Experts put its success down to a multitude of factors, chief among which is that it is seen as inexpensive for its quality.
But unlike the cream, the road to success has not always been smooth for Beiersdorf.
During the Nazi era, authorities classified Beiersdorf as a "Jewish enterprise" and its products were boycotted.
After World War II, the Allies seized its foreign subsidiaries as war reparations. It was not until the 1990s that it fully regained the trademarks over its wide variety of brands.
Ironically, this has actually helped the brand's reputation, said Watin-Augouard.
"In every country it is sold, people have the feeling that it is a native brand, a national treasure," he told AFP.
Another secret of the brand's longevity has been its ability to adapt and transform itself into other products, said Danielle Rapoport, a consumer affairs expert.
Nivea has given its name to 14 other sub-categories, from deodorant to shower gel to suncream.
"It was able to transfer its proven track record to other products," said Watin-Augouard.
But this did not work when it came to branching out into the ultra competitive world of make-up. The Nivea brand was launched in 1997 but simply did not take off and is being gradually phased out.
"Nivea came up against pharmaceutical giants like L'Oreal and Bourgeois.
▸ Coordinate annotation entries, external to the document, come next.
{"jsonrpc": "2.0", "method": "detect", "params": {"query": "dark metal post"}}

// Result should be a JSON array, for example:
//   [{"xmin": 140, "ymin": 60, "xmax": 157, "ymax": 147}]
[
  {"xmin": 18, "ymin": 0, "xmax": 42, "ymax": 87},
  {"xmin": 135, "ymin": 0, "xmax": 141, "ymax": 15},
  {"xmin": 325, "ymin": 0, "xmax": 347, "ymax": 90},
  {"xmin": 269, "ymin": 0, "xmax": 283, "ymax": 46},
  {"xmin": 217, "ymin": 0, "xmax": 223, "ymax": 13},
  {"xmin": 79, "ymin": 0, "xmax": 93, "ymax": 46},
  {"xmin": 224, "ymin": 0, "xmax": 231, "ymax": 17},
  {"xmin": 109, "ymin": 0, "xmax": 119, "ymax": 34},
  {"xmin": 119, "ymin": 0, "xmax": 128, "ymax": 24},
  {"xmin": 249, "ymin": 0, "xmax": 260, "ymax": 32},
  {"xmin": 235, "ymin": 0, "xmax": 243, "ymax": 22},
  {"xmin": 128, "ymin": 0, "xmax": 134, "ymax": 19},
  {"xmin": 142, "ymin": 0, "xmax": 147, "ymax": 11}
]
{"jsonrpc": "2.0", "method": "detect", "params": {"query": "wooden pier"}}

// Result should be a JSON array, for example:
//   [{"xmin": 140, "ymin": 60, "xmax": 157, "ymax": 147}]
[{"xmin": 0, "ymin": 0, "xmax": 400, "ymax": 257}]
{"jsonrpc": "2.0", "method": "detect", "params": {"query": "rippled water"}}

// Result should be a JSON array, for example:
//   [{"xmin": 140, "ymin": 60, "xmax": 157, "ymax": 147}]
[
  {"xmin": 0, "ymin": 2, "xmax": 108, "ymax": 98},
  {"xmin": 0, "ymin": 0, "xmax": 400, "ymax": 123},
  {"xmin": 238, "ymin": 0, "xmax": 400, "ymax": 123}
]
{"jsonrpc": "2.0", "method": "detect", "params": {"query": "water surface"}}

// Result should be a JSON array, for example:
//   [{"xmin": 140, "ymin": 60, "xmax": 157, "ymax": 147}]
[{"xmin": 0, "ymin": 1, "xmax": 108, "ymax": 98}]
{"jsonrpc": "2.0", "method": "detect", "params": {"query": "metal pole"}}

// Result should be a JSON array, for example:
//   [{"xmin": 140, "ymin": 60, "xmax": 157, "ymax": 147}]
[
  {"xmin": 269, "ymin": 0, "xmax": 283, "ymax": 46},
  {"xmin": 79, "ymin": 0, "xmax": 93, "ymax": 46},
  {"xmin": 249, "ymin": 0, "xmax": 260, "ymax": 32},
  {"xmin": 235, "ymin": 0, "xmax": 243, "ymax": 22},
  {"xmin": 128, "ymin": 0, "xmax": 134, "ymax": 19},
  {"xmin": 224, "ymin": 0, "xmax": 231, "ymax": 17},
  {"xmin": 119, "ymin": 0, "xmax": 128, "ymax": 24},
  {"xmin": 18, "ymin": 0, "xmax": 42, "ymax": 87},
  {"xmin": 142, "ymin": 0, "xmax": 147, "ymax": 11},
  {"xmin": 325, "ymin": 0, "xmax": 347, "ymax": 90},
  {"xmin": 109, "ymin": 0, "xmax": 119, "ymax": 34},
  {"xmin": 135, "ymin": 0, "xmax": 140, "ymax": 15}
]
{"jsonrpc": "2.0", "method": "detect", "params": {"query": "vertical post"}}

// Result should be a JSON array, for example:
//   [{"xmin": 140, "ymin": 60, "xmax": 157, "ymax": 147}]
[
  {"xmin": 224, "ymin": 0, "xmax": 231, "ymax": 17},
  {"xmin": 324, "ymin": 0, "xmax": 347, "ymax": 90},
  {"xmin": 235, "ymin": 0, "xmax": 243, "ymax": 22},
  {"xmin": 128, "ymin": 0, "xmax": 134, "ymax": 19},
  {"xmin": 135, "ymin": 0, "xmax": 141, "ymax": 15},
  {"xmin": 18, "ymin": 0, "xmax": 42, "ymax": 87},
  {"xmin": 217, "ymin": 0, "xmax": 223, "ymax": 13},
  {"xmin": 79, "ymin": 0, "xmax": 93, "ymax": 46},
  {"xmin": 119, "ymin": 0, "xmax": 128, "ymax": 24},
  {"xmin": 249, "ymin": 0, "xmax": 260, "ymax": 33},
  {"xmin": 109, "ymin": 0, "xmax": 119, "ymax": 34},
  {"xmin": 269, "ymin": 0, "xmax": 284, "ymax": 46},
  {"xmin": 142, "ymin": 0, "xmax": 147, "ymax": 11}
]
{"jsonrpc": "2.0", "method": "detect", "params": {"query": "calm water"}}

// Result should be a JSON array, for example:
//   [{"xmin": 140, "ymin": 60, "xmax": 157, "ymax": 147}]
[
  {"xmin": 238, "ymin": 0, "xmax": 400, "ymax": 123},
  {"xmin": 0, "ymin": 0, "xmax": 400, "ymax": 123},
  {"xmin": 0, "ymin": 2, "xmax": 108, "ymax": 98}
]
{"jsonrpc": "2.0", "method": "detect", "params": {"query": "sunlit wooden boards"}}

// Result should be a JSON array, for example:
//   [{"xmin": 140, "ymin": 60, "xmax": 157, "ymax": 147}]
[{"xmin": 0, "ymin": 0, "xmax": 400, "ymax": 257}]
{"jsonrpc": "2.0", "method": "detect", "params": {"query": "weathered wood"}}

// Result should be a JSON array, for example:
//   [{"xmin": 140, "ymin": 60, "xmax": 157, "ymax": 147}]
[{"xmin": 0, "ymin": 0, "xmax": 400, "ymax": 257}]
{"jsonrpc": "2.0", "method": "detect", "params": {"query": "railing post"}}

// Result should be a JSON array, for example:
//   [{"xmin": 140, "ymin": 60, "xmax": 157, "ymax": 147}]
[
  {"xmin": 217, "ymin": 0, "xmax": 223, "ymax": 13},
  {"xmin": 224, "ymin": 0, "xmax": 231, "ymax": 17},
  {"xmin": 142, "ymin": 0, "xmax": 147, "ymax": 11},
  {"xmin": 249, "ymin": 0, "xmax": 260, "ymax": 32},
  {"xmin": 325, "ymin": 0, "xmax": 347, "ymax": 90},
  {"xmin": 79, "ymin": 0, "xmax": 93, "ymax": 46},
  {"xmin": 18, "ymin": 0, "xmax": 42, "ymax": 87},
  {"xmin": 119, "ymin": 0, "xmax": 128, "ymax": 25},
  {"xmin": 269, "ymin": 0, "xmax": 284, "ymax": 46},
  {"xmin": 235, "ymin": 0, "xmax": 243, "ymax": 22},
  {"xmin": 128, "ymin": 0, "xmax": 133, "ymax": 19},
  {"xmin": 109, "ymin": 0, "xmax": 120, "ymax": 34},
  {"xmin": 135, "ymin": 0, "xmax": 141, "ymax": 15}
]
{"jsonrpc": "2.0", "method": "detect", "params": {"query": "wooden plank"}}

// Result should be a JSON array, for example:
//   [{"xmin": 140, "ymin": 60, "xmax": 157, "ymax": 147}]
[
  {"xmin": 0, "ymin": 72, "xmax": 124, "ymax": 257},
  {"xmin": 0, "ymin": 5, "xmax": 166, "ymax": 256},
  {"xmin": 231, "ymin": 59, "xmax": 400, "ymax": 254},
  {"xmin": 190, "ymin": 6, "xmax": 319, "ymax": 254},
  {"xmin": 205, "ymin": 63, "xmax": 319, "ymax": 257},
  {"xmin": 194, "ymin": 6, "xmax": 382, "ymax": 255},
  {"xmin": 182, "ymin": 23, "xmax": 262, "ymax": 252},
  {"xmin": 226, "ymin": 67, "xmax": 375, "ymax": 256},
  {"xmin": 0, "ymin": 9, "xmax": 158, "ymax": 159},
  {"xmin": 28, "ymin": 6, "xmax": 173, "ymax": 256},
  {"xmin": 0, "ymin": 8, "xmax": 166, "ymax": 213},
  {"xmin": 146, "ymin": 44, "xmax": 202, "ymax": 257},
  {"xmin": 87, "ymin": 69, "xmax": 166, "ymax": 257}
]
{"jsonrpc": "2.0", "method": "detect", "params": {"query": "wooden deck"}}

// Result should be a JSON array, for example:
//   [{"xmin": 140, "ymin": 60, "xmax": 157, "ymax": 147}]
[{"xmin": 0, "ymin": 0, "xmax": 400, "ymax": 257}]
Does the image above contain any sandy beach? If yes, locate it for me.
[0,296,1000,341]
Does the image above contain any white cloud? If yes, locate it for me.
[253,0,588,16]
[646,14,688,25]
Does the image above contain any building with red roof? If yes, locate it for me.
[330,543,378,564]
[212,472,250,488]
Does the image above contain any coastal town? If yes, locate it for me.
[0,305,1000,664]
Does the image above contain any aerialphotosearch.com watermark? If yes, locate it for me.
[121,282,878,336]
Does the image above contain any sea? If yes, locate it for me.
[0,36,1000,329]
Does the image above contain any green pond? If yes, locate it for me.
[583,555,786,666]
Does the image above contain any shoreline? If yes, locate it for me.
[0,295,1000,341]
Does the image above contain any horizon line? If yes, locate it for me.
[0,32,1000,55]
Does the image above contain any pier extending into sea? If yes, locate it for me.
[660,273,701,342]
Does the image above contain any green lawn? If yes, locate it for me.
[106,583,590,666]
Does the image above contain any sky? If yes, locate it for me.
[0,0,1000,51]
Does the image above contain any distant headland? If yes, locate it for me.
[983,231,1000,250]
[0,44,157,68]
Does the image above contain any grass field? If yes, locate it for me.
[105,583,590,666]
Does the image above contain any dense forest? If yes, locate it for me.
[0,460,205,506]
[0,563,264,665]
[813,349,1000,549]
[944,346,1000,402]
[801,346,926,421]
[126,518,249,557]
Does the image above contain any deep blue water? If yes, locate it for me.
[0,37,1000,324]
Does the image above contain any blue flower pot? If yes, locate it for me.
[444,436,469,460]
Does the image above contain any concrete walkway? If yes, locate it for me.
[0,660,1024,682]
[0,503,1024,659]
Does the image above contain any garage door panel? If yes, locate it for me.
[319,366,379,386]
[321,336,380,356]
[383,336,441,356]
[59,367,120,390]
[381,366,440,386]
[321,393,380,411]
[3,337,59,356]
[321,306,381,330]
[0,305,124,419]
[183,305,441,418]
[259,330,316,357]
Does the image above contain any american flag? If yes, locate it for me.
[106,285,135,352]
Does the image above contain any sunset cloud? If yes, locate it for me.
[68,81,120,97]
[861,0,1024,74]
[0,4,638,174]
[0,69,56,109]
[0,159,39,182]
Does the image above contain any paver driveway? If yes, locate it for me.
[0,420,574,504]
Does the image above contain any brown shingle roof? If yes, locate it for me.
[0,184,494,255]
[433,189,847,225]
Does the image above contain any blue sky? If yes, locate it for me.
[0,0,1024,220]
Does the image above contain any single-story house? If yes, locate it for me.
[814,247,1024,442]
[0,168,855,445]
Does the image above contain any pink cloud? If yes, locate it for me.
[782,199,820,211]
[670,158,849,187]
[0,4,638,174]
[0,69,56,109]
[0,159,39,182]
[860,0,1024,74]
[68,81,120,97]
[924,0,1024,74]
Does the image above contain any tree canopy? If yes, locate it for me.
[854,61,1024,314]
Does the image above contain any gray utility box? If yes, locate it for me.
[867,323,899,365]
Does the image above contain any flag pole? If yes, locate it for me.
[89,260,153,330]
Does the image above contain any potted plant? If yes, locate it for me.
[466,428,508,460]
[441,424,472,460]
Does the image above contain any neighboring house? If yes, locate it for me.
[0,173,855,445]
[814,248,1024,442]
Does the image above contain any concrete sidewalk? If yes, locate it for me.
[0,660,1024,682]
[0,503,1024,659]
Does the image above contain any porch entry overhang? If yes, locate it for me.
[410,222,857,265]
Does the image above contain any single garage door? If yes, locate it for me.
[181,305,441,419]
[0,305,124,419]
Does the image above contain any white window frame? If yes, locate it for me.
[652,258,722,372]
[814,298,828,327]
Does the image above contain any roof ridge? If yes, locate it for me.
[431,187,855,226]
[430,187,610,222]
It stepped out of its comfort zone, skin-care," said Watin-Augouard.
Times are tough for Nivea and its parent group Beiersdorf amid falling demand for cosmetics generally.
The group's net profit fell by 14 percent in 2010 owing to restructuring costs. It expects flat sales this year.
Over the past year, Beiersdorf's stock has risen a mere 1.84 percent, while the DAX-30 index of leading German shares has soared nearly 23 percent over the same period.
On Thursday, Beiersdorf announced it was discontinuing cosmetics production at its plant in Baden-Baden which employed 390 people.
And the beloved blue pot of Nivea cream -- manufactured mainly in Hamburg in northern Germany but also in Asia and South America -- makes up less and less of the brand's bottom line, admitted Zavan.
Beiersdorf is now one of Germany's biggest conglomerates, producing a huge range of products from cosmetics to adhesive tape.
And Watin-Augouard put the cream's contribution to the Nivea brand at "less than 10 percent of the total brand turnover."